Ľuboš Kosík, one of the five members of the task force that abducted the son of then-president Michal Kováč in 1995, said in a statement for the Sme daily that the kidnapping was overseen personally by then-SIS director Ivan Lexa.
“Everything was overseen by Ivan Lexa,” Kosík claims in the statement. “He knew about every step made by the SIS members during the kidnapping,” he says, adding that the action was monitored from a nearby service car by former SIS deputy director Jaroslav Svěchota. Kosík claims that Lexa was giving orders from his office.
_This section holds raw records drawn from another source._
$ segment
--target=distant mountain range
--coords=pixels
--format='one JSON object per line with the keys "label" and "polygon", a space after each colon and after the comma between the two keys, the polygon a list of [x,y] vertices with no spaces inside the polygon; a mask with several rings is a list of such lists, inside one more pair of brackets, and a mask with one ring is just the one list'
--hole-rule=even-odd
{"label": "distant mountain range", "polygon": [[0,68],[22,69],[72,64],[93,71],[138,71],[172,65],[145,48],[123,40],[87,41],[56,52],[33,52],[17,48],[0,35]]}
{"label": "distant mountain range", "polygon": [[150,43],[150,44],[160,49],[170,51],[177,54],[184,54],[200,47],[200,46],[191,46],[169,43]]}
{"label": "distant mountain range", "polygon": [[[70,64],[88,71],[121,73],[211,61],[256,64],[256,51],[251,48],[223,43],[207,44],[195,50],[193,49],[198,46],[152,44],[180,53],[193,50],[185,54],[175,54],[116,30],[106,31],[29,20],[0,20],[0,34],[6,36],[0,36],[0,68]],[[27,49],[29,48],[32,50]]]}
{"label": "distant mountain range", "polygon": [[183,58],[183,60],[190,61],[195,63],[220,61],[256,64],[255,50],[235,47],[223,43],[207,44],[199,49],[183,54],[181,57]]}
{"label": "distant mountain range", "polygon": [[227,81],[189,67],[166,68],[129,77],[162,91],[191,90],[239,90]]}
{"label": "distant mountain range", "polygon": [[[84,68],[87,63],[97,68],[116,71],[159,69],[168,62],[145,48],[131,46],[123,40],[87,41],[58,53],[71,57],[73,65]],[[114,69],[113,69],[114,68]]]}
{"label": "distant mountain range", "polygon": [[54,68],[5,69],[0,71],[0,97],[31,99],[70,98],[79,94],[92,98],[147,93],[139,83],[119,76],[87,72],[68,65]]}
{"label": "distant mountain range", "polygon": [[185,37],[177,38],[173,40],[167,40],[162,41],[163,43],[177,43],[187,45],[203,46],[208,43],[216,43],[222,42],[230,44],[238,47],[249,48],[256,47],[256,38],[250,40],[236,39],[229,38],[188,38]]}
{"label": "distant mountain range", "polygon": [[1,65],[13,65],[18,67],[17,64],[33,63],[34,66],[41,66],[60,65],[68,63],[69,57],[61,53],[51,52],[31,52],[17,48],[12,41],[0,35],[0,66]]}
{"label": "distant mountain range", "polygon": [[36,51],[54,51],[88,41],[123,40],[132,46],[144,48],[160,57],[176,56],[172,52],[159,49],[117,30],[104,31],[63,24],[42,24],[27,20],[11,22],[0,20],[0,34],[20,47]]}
Kosík, who in December confirmed to Sme that he was one of the task-force members, is now declaring that he wants to testify about the case, including in court. He emphasises in the statement that he is aware of the possible legal consequences. He also says he is not under the influence of narcotics or alcohol, and nobody has forced him into anything.
Kosík wants to blow whistle
Kosík has sent the statement from Mali, where he was detained in November 2016 based on an international warrant, Sme wrote on January 10. He fled Slovakia after the Supreme Court found him guilty in summer 2016 of forging promissory notes against his former business partner, Ľubomír Farenzen. He received a sentence of 14 years but since Slovakia has no agreement on legal aid with the African state, Mali has so far not answered Slovakia’s request to extradite Kosík.

The General Prosecutor’s Office confirmed on January 9 that it has received an email form Kosík asking them to interrogate him, sent through a go-between. Kosík states that he wants to cooperate with investigators and is asking how to deliver his testimony so that it is sufficiently trustworthy and gets into the right hands, according to Sme.
Lexa does not react
Kosík claims that he decided to testify about the crimes of his former superiors in SIS after they dumped him and left him to deal on his own. Again, he names – alongside Lexa and Svěchota (who has died) – his ex-colleague Michal Hrbáček, whom he mentioned in the December 2017 interview.
Hrbáček has been accused of creating and managing the task force that stopped Michal Kováč, Jr.'s car in August 1995 and later handed him over to another group that abducted and too him to Austria.

Lexa has not answered his phone since January 8, and while his lawyer Marek Para initially promised a stance on Kosík’s claims, he later did not react. In the past, Lexa denied all allegations of him organising the abduction.
Back in December for Sme, Hrbáček refuted Kosík’s words on his participation in the abduction.